Reifenwechsel

Reifenwechsel

Während in Österreich zwischen 1. November und 15. April bei winterlichen Fahrbahnverhältnissen auf allen Rädern (für PKW und Klein-LKW bis 3,5 Tonnen sowie Mopedautos) Winterreifen montiert sein müssen, gibt es für die Verwendung von Sommerreifen keine gesetzliche Verpflichtung

Fühlen Sie sich wohl, wenn Sie längere Zeit nicht mit einem geeigneten Schuhwerk unterwegs sind?
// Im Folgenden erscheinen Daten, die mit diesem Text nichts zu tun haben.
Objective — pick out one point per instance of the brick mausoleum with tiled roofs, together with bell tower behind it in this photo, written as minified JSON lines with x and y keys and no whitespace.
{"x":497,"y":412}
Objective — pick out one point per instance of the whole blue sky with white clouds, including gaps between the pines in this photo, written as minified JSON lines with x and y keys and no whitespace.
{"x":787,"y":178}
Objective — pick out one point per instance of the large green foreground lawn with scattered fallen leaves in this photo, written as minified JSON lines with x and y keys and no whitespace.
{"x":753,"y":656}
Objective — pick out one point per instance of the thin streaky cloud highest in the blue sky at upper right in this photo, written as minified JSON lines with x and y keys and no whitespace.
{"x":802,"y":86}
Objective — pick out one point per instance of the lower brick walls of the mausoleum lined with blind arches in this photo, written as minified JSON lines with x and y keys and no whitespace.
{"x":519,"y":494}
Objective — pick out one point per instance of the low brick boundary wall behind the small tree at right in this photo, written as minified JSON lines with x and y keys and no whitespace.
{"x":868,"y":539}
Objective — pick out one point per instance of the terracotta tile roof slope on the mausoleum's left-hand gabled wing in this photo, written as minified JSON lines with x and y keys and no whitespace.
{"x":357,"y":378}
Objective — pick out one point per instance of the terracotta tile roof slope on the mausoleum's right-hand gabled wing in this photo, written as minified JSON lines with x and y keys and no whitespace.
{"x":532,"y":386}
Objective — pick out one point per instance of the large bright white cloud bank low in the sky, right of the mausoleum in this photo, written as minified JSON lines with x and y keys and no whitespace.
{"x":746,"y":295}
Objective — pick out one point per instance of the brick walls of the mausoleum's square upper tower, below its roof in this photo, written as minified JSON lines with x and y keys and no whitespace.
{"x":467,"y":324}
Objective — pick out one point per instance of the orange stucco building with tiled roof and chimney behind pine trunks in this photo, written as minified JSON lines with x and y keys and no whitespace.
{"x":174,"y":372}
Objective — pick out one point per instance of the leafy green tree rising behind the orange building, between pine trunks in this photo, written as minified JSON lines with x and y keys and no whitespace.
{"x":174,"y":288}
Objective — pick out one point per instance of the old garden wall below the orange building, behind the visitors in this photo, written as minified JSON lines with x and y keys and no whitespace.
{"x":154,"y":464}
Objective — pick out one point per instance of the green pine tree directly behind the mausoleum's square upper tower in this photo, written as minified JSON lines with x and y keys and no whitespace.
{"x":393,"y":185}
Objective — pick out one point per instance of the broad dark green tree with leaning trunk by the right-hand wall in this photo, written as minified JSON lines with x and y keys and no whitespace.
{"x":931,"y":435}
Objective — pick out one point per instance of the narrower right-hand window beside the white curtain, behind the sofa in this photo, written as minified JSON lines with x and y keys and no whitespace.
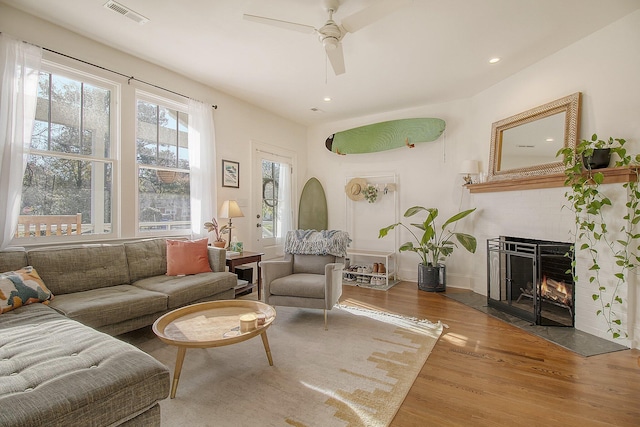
{"x":164,"y":203}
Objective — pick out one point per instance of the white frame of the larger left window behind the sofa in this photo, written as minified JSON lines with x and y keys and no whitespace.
{"x":114,"y":155}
Haben Sie schon einmal versucht, im Winter mit Sandalen und im Sommer mit Winterschuhen zu gehen?
So wichtig der passende Schuh für Ihren Fuß ist, so wichtig sind die passenden Reifen für Ihr Kfz und Ihr Fahrverhalten.
Steigen die Temperaturen sollten Sie allmählich daran denken, Sommerreifen aufzuziehen.

Während in Österreich zwischen 1. November und 15. April bei winterlichen Fahrbahnverhältnissen (Schnee, Schneematsch oder Eis), auf allen Rädern (für PKW und Klein-LKW bis 3,5 Tonnen sowie Mopedautos) Winterreifen montiert sein müssen, gibt es für die Verwendung von Sommerreifen keine gesetzliche Verpflichtung.
Es ist manchmal sinnvoll, die Winterreifen auch noch nach dem gesetzlichen Stichtag (15. April) zu verwenden. Selbst wenn sich schon einzelne Frühlingstage blicken lassen und die Fahrbahn trocken ist, kommt es oft rasch zu einem Wetterumsturz. Eine nasse Fahrbahn kann auch im April noch schnell gefrieren.

Sollten Sie jedoch keinerlei Zweifel mehr haben, Sommerreifen aufzuziehen, beachten Sie bitte folgende Regelungen:

Sommerreifen für ein Kfz mit einer Bauartgeschwindigkeit von mehr als 25 km/h (z.B. Pkw, Lkw bis 3,5 Tonnen und Motorräder) bis 3,5 Tonnen müssen mindestens eine Profiltiefe von 1,6 mm aufweisen. Dies gilt auch für einen Anhänger bis 3,5 Tonnen, mit dem schneller als 25 km/h gefahren werden kann.
Eine Mindestprofiltiefe von 2 mm gilt für Sommerreifen von Lkw über 3,5 t und Anhänger über 3,5 Tonnen.
Fahren Sie mit einem Motorfahrrad (Moped) müssen Sie auf eine Mindestprofiltiefe von 1 mm achten.
Bitte seien Sie sich bewusst, dass abgenützte und glatte Reifen für Sie selbst und andere Verkehrsteilnehmerinnen und Verkehrsteilnehmer gefährlich sind. Bei einer Gefährdung der Verkehrssicherheit kann Ihnen daraufhin das Kennzeichen und der Zulassungsschein abgenommen werden und es kommt zu einer Anzeige.

Was spricht für Sommerreifen?

Sommerreifen bestehen aus harten Gummimischungen und bieten erst bei Temperaturen ab +7 Grad einen Schutz und entsprechendes Fahrvergnügen. Hauptargument für einen Sommerreifen ist der kürzere Bremsweg. Ein geringerer Rollwiderstand führt zu einem geringeren Spritverbrauch. Ein Winterreifen würde sich bei wärmeren Temperaturen schneller abnützen.